Dengan kekayaan keanekaragaman hayati yang ada di Indonesia, Frank berharap akan ada lebih banyak penelitian dan dokumentasi yang dilakukan, khususnya di daerah Nusa Tenggara Timur.
Penelitian dan dokumentasi serangga di Indonesia Timur masih sangat kurang
Davis mengatakan penelitian dan pendokumentasian spesies serangga, khususnya di daerah NTT, sangat kurang.

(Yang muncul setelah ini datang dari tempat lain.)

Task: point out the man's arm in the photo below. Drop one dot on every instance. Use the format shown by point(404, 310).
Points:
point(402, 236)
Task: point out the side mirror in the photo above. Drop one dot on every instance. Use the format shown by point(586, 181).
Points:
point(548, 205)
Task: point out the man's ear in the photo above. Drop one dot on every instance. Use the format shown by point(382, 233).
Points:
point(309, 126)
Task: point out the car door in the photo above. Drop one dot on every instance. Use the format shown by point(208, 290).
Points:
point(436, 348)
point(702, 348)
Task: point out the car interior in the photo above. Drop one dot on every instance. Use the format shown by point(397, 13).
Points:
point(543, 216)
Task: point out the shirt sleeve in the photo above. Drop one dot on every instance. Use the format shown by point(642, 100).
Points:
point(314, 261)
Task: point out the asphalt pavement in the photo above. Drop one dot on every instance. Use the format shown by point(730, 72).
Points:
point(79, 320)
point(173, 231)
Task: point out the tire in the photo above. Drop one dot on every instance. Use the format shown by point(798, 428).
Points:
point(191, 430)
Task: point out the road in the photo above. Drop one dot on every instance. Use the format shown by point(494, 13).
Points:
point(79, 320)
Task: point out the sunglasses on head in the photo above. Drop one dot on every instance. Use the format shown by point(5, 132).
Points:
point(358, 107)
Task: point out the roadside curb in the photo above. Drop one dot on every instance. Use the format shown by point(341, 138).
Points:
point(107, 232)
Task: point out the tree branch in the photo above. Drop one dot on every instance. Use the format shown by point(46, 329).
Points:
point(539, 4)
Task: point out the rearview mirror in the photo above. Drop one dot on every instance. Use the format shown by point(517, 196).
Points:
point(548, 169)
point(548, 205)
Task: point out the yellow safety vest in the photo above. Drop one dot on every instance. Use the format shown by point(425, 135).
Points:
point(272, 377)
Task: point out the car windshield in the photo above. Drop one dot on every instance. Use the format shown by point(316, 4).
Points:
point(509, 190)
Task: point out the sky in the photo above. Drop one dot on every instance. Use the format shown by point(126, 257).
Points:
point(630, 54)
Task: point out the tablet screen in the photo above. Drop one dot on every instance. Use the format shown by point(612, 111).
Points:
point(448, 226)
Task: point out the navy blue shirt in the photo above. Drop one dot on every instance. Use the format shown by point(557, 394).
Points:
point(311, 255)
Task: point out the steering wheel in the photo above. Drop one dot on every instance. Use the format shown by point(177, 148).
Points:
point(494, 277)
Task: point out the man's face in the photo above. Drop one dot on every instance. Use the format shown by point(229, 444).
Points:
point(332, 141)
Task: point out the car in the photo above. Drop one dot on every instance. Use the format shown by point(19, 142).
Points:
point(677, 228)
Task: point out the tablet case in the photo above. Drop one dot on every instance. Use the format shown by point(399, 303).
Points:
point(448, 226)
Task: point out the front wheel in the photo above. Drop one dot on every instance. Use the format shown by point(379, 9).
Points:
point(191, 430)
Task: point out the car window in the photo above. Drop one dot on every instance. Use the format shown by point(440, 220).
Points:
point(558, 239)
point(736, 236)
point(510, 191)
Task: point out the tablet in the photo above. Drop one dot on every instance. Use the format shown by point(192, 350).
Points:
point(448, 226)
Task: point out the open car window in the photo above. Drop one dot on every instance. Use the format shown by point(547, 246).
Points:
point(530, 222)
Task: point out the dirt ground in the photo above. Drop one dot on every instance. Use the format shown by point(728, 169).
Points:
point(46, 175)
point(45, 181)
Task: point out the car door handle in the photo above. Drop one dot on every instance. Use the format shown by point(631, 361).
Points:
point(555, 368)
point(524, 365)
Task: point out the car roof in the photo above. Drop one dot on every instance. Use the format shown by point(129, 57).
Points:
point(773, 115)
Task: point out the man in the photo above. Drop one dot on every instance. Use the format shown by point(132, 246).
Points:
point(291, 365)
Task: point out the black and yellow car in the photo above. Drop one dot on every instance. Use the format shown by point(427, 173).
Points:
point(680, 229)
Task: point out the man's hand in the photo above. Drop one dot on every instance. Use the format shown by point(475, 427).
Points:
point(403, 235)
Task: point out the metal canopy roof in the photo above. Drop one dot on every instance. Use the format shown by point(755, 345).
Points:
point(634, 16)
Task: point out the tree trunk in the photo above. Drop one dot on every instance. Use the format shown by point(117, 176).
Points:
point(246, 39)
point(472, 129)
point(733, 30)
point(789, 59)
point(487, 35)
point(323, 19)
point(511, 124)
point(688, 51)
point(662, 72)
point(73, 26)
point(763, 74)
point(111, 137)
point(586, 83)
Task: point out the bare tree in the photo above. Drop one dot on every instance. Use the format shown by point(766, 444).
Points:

Kalaupun ada yang datang untuk meneliti, mereka biasanya berasal dari luar negeri atau Jawa.
“Orang kita sendiri kurang peka dengan kekayaan alam yang ada di sekitar kita. Mereka anggap 'ah ini mah apa, hewan biasa. tidak penting.' Padahal sangat banyak spesies baru di NTT yang belum pernah didokumentasikan sebelumnya,” ujar Davis.
“Mereka sudah didoktrin dari kecil oleh orangtua mereka, kalau serangga ranting ini bisa menyebabkan kematian. Padahal sebenarnya tidak.”
Peneliti dan pemerhati serangga, Garda Bagus Damastra, mengatakan dokumentasi untuk serangga ranting memang sangat kurang jika dibandingkan dengan jenis serangga yang lebih populer seperti capung atau kupu-kupu.
“Karena tidak ada ahli yang spesialis di bidang tersebut dari pemerintah kita dan untuk di bidang serangga sendiri, phasmatodeanya ini kurang banyak peminatnya jadi kurang sekalipun pendokumentasiannya,” kata Garda.